Most of the research investigating the effect of social context on individual health outcomes has interpreted context in terms of the residential environment. In these studies, individuals are nested within their neighbourhoods or communities, disregarding the intermediate household level that lies between individuals and their residential environment. Households are an important determinant of health yet they are rarely included at the contextual level in research examining association between body mass index (BMI) and the social determinants of health. In this study, our main aim was to provide a methodological demonstration of multilevel analysis, which disentangles the simultaneous effects of households and districts as well as their associated predictors on BMI over time.
Using both two- and three-level multilevel analysis, we utilized data from all four cross-sections of the Indonesian Family life Survey (IFLS) 1993 to 2007-8.
We found that: (i) the variation in BMI attributable to districts decreased from 4.3 % in 1993 to 1.5 % in 1997-98, and remained constant until 2007-08, while there was an alarming increase in the variation of BMI attributable to households, from 10 % in 2000 to 15 % in 2007-08; (ii) ignoring the household level did not change the relative variance contribution of districts on BMI, but ignoring the district level resulted in overestimation of household effects, and (iii) households' characteristics (socioeconomic status, size, and place of residence) did not attenuate the variation of BMI at the household-level.
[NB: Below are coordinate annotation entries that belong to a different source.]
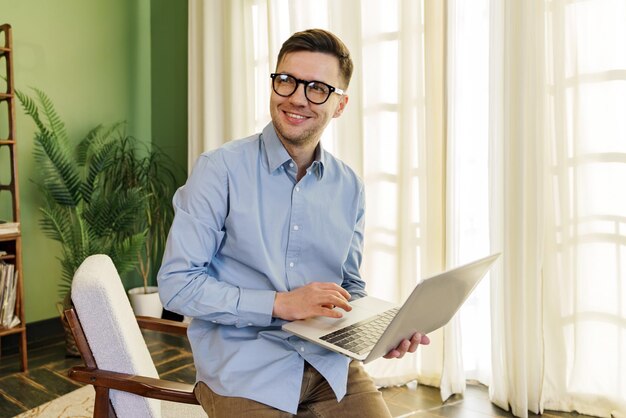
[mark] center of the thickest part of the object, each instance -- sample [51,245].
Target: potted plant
[155,173]
[78,209]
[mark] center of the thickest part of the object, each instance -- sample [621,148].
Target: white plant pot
[146,304]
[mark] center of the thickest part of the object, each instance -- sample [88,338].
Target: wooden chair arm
[166,390]
[162,325]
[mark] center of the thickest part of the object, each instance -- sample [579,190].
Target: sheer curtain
[478,126]
[557,161]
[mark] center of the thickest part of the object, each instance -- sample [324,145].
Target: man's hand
[314,299]
[408,346]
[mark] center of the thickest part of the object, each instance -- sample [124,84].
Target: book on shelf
[7,228]
[8,295]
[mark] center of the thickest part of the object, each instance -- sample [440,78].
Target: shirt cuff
[255,307]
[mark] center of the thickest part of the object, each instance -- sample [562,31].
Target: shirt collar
[277,155]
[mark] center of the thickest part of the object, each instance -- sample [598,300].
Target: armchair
[117,361]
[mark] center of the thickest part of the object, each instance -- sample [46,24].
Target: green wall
[100,61]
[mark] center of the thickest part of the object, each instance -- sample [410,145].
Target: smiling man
[269,229]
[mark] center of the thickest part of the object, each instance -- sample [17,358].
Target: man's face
[297,121]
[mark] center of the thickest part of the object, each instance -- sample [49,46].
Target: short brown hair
[320,40]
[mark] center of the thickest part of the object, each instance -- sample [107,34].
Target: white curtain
[478,126]
[558,211]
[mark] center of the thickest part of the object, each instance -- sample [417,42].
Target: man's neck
[302,155]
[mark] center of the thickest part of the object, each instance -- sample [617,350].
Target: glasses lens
[284,85]
[317,92]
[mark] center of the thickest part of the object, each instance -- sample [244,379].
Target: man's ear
[343,101]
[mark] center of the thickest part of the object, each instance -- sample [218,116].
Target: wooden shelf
[10,331]
[12,243]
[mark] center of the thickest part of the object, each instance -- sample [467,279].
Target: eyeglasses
[315,92]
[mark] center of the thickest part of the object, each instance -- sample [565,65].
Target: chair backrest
[112,331]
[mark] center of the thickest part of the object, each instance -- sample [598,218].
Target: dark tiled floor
[46,380]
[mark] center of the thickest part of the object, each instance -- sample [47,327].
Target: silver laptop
[374,327]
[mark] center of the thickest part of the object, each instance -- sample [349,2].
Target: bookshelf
[10,240]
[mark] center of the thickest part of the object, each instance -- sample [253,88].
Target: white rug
[76,404]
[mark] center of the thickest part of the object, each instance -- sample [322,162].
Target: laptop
[374,327]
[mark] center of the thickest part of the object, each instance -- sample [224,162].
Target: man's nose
[299,96]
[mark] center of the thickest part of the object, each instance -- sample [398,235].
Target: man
[267,229]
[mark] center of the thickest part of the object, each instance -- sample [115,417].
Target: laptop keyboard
[361,336]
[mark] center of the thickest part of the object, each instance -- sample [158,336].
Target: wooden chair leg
[102,407]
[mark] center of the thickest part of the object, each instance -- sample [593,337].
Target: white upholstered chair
[117,361]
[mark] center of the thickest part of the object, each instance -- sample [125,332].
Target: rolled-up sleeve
[185,285]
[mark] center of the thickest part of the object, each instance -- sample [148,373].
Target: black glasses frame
[306,83]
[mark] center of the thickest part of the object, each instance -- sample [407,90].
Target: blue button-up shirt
[245,229]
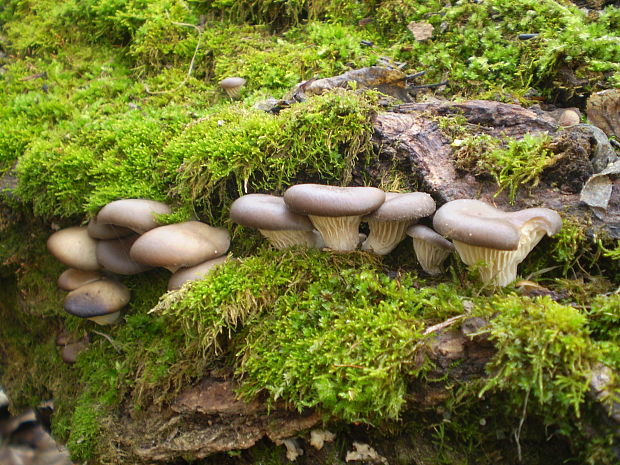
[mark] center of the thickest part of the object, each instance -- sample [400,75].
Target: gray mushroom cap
[262,211]
[180,245]
[113,255]
[232,83]
[73,278]
[106,231]
[477,223]
[322,200]
[135,214]
[74,247]
[97,298]
[424,233]
[408,206]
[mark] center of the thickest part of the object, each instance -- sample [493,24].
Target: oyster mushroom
[99,301]
[270,215]
[232,86]
[335,212]
[431,249]
[180,245]
[498,240]
[75,248]
[388,224]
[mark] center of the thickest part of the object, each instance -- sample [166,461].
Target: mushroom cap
[97,298]
[322,200]
[232,82]
[74,247]
[403,207]
[73,278]
[135,214]
[477,223]
[262,211]
[424,233]
[106,231]
[113,255]
[180,245]
[193,273]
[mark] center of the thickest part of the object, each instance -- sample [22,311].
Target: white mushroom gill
[340,233]
[385,235]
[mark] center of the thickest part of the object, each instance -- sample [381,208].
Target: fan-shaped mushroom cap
[431,249]
[388,223]
[99,301]
[232,85]
[180,245]
[334,211]
[501,240]
[73,278]
[106,231]
[113,255]
[270,215]
[194,273]
[135,214]
[74,247]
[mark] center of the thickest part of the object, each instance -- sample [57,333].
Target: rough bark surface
[410,141]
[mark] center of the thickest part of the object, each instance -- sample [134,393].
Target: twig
[442,325]
[110,340]
[191,64]
[428,86]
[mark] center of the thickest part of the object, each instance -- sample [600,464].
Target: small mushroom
[113,255]
[431,249]
[99,301]
[388,224]
[73,278]
[180,245]
[270,215]
[106,231]
[134,214]
[232,86]
[498,240]
[335,212]
[75,248]
[193,273]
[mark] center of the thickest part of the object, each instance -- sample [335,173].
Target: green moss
[513,163]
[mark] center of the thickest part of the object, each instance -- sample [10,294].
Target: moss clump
[512,163]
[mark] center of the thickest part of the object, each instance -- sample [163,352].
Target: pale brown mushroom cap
[180,245]
[477,223]
[73,278]
[74,248]
[263,211]
[194,273]
[135,214]
[389,222]
[498,240]
[322,200]
[106,231]
[409,206]
[113,255]
[98,298]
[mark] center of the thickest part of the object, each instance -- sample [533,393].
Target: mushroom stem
[289,238]
[385,236]
[500,266]
[108,319]
[340,233]
[430,256]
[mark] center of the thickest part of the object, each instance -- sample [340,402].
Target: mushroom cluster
[321,216]
[125,239]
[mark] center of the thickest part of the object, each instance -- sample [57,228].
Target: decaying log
[410,140]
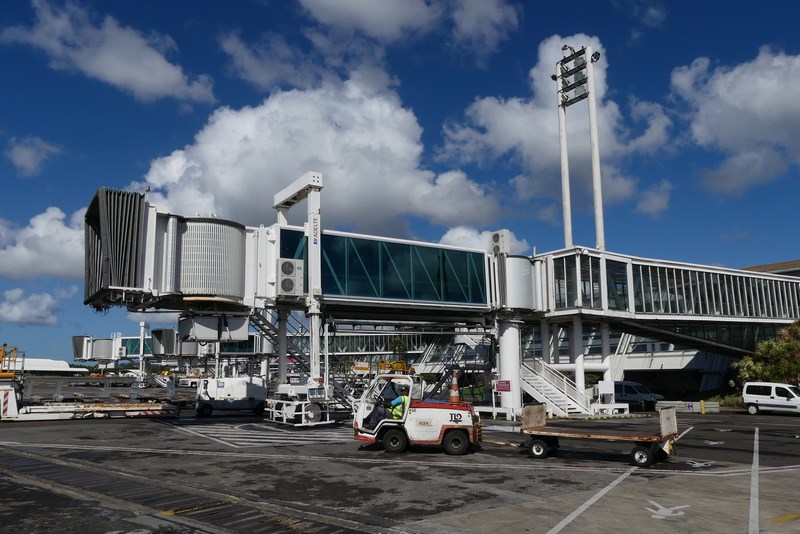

Estimating the relative importance of multiple social settings allows us to better understand and unpack the variation in clustered or hieratical data in order to make valid and robust inferences. Our findings will help direct investment of limited public health resources to the appropriate context in order to reduce health risk (variation in BMI) and promote population health.
大多数研究社会环境对个体健康结果影响的研究都从居住环境的角度来解释环境。在这些研究中,个体嵌套于其邻里或社区之中,而忽略了介于个体与其居住环境之间的中间家庭层面。家庭是健康的重要决定因素,但在研究体重指数(BMI)与健康的社会决定因素之间的关联时,它们很少被纳入背景层面进行考量。在本研究中,我们的主要目的是提供一个多水平分析的方法示范,该分析能够理清家庭和地区的同时效应以及它们相关的预测因素随时间对BMI的影响。
我们使用两水平和三水平多水平分析,利用了1993年至2007 - 2008年印度尼西亚家庭生活调查(IFLS)所有四个横截面的数据。
我们发现:(i)归因于地区的BMI变异从1993年的4.3%降至1997 - 1998年的1.5%,并一直保持到2007 - 2008年,而归因于家庭的BMI变异则惊人地增加,从2000年的10%增至2007 - 2008年的15%;(ii)忽略家庭层面并未改变地区对BMI的相对方差贡献,但忽略地区层面会导致对家庭效应的高估,以及(iii)家庭特征(社会经济地位、规模和居住地点)并未减弱家庭层面BMI的变异。
估计多个社会环境的相对重要性使我们能够更好地理解和剖析聚类或分层数据中的变异,以便做出有效且可靠的推断。我们的研究结果将有助于将有限的公共卫生资源投入到适当的环境中,以降低健康风险(BMI的变异)并促进人群健康。